Declassified PDB Info is Still Classified, CIA Says
Even though certain information concerning the President’s Daily Brief (PDB) was redacted and declassified for use in the prosecution of former vice presidential aide Scooter Libby in 2006, that same information is nonetheless “currently and properly classified,” the Central Intelligence Agency said (pdf) last week. The Agency denied release of the material under the Freedom of Information Act.

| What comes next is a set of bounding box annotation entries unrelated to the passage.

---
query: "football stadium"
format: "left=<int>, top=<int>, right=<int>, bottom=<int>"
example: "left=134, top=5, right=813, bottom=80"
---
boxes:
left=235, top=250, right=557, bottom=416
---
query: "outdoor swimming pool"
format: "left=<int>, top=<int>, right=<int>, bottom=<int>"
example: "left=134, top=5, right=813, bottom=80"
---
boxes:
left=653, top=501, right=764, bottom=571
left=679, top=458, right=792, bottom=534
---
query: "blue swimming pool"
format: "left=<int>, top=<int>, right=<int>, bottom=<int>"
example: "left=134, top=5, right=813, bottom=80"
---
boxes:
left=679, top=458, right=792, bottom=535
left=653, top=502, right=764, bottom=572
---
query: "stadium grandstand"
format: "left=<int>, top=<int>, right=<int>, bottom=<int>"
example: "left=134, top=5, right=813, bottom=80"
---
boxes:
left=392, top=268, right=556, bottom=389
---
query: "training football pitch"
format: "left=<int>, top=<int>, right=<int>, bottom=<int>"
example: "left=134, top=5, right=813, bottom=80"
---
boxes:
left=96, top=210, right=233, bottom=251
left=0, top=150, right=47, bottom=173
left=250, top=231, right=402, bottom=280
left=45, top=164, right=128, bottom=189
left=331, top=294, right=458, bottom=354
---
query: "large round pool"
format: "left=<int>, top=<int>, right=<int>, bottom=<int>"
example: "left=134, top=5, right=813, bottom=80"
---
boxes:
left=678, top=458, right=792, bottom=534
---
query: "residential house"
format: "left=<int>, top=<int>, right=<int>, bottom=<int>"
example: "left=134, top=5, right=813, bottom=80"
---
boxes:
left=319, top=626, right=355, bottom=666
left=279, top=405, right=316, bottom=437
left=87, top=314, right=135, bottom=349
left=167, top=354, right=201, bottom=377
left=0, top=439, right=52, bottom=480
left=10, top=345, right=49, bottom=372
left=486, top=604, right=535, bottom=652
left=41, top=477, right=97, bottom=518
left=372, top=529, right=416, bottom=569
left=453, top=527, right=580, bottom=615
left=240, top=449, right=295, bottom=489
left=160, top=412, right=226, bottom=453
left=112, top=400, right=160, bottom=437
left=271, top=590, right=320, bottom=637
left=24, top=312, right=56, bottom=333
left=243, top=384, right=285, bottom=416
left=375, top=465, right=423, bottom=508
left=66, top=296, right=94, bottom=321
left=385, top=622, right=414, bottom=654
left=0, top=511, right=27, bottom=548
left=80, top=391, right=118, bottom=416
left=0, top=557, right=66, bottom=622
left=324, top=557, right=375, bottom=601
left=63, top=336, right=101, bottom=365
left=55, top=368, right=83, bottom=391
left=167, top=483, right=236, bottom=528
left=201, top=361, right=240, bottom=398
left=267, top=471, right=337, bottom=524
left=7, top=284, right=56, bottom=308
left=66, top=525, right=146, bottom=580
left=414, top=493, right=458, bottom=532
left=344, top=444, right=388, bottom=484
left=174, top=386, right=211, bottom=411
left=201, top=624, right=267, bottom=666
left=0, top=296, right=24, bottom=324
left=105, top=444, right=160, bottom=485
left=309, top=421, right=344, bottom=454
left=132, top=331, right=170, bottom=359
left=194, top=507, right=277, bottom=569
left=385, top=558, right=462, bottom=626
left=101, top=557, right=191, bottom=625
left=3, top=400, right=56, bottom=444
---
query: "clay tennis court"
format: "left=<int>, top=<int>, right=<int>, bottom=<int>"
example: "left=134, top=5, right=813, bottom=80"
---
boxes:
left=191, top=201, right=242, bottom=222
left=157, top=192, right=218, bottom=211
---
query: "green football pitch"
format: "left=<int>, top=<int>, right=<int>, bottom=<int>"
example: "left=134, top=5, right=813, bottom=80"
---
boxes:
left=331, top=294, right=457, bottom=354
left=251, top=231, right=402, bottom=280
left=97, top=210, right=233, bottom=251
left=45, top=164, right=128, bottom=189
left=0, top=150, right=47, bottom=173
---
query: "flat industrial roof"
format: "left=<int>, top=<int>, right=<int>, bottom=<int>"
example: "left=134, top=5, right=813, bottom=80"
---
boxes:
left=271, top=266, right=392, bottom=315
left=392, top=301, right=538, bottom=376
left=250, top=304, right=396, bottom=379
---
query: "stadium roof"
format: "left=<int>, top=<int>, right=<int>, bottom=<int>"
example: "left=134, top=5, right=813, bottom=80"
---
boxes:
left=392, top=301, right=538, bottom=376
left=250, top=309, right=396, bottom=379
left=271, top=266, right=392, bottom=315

The existence of the declassified PDB material was disclosed in a January 9, 2006 letter (pdf) from Special Counsel Patrick J. Fitzgerald to Mr. Libby’s attorney. He wrote: “In response to our requests, we have received [from CIA] a very discrete amount of material relating to PDBs and discussions involving Mr. Libby and/or Vice President Cheney concerning or relating to the PDBs. We have provided to Mr. Libby and his counsel (or are in the process of providing such documents consistent with the process of a declassification review) copies of any pages in our possession… in the redacted form in which we received them.”
Since declassified PDBs are comparatively rare, we submitted a Freedom of Information Act request in February 2006 for a copy of the PDB-related material that was declassified by CIA for the Libby prosecution. Last week, the CIA responded that it had located the requested material but that “we determined [it] is currently and properly classified and must be denied in its entirety.”

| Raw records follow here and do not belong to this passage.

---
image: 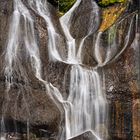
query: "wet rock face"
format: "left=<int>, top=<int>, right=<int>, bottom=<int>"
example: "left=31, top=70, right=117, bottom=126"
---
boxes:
left=70, top=0, right=100, bottom=39
left=70, top=131, right=97, bottom=140
left=0, top=0, right=140, bottom=140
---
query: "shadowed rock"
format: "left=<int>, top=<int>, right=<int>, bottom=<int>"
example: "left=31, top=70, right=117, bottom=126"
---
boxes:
left=69, top=131, right=98, bottom=140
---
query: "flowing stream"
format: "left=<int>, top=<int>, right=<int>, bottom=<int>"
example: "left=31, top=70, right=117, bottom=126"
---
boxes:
left=1, top=0, right=138, bottom=140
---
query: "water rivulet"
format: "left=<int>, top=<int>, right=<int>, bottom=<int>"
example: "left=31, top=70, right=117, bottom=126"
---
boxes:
left=1, top=0, right=138, bottom=140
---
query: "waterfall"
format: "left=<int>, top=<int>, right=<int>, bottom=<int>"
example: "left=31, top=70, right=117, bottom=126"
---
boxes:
left=1, top=0, right=108, bottom=140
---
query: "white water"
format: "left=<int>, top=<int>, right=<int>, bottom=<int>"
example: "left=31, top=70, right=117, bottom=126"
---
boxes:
left=1, top=0, right=120, bottom=140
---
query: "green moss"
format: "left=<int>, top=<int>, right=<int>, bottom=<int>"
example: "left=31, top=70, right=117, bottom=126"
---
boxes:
left=98, top=0, right=126, bottom=6
left=108, top=25, right=117, bottom=44
left=59, top=0, right=76, bottom=15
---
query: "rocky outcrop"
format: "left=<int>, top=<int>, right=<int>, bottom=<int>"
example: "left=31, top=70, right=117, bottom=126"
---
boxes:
left=0, top=0, right=140, bottom=140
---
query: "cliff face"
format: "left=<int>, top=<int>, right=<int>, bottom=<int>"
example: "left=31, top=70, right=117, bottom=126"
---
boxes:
left=0, top=0, right=140, bottom=140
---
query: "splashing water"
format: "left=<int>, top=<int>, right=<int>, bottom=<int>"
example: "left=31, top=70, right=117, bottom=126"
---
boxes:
left=1, top=0, right=138, bottom=140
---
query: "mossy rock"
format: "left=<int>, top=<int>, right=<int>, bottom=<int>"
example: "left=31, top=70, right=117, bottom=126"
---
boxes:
left=97, top=0, right=126, bottom=7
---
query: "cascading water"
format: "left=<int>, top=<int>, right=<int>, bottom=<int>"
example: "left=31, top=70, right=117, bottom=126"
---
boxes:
left=1, top=0, right=138, bottom=140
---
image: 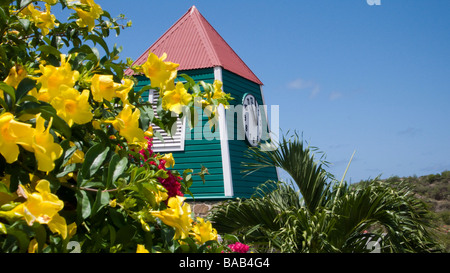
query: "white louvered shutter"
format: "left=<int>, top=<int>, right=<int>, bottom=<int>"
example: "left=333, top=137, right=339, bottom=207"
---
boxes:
left=149, top=89, right=185, bottom=152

This is a somewhat puzzling development. It is a pity that the CIA Inspector General does not investigate violations of the law of non-contradiction. (Aristotle, Metaphysics, 1005b12-20.)
With few exceptions, the CIA has consistently opposed public release of PDBs, reflecting an uncompromising view that PDBs are intrinsically sensitive, irrespective of their age or contents, and should not be disclosed. (The Agency did reluctantly agree to disclose the August 6, 2001 PDB item entitled “Bin Ladin Determined to Strike in US” (pdf) at the insistence of the 9/11 Commission.)

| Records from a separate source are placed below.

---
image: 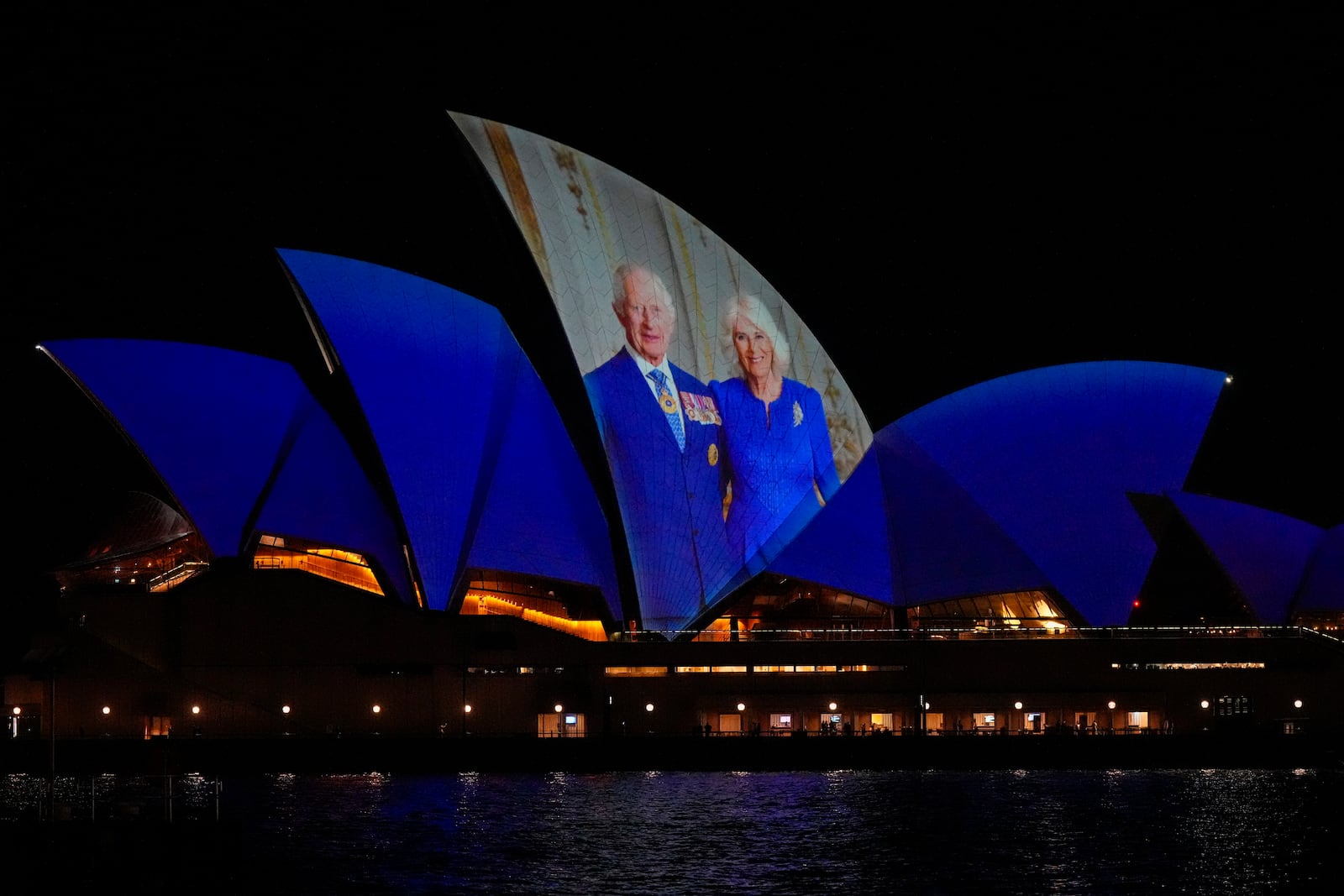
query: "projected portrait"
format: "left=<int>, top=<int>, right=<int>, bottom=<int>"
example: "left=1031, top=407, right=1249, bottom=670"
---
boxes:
left=453, top=113, right=872, bottom=630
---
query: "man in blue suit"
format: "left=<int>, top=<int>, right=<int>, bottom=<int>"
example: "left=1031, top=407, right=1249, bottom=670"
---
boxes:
left=583, top=265, right=737, bottom=630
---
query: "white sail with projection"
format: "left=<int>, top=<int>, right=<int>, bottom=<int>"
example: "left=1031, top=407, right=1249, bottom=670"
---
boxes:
left=450, top=113, right=872, bottom=630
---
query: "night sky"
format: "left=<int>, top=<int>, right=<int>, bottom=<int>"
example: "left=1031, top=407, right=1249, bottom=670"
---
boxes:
left=13, top=4, right=1344, bottom=577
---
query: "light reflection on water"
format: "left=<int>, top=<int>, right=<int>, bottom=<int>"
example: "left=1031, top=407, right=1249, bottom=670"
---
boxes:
left=0, top=770, right=1344, bottom=894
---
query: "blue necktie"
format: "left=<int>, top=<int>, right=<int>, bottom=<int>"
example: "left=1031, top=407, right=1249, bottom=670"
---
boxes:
left=649, top=369, right=685, bottom=451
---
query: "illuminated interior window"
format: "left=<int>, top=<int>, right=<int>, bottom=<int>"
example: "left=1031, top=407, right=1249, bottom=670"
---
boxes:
left=253, top=533, right=383, bottom=594
left=603, top=666, right=668, bottom=679
left=907, top=591, right=1073, bottom=632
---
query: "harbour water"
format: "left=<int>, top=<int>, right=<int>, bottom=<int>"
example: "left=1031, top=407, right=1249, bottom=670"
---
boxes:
left=0, top=768, right=1344, bottom=894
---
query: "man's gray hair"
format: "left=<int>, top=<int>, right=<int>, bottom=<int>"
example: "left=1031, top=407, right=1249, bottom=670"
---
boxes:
left=612, top=262, right=676, bottom=321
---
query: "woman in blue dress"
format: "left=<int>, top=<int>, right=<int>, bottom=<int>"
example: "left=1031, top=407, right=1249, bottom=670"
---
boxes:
left=710, top=293, right=840, bottom=572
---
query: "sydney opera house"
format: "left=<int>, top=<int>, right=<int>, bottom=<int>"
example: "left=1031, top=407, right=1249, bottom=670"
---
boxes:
left=3, top=114, right=1344, bottom=773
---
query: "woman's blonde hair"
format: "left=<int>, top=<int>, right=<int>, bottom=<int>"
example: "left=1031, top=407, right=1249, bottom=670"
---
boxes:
left=719, top=293, right=791, bottom=376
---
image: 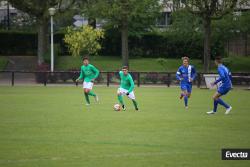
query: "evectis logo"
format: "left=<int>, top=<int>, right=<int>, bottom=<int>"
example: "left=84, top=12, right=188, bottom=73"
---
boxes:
left=221, top=149, right=250, bottom=160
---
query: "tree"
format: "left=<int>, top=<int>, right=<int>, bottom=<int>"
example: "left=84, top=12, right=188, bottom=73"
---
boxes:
left=83, top=0, right=161, bottom=66
left=64, top=25, right=104, bottom=56
left=184, top=0, right=237, bottom=72
left=9, top=0, right=74, bottom=65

When challenged under the Freedom of Information Act, courts have upheld the CIA’s refusal to release specific PDBs. But a 2007 ruling in the Ninth Circuit Court of Appeals rejected the CIA view that “PDBs are categorically exempt from FOIA.” In particular, the court denied the CIA assertion that the PDB itself is an intelligence method that is protected by law. “Although PDBs will typically contain information that reveals intelligence sources and methods, this does not mean that PDBs themselves are intelligence methods.”
“If we were to accept the CIA’s logic,” the court said, “then every written CIA communication — regardless of content — would be a protected ‘intelligence method’ because it is a method that CIA uses in doing its work…. We decline to adopt such a boundless definition, and instead hold that whether or not a particular document used by the CIA in its ordinary course of business is an intelligence method depends upon the content of the document.” (Larry Berman v. Central Intelligence Agency, September 4, 2007).
Although the CIA claimed that the Libby PDB-related material that was declassified in 2006 is now “properly classified,” the Agency did not invoke the FOIA exemption for classified information. Instead, it denied release of the material on the basis of FOIA exemption (b)(3) which includes statutory protection for intelligence methods.
Update: Marcy Wheeler at Emptywheel has some of the PDB-related exhibits that were introduced at the Libby trial, along with her own insights into this peculiar turn of events.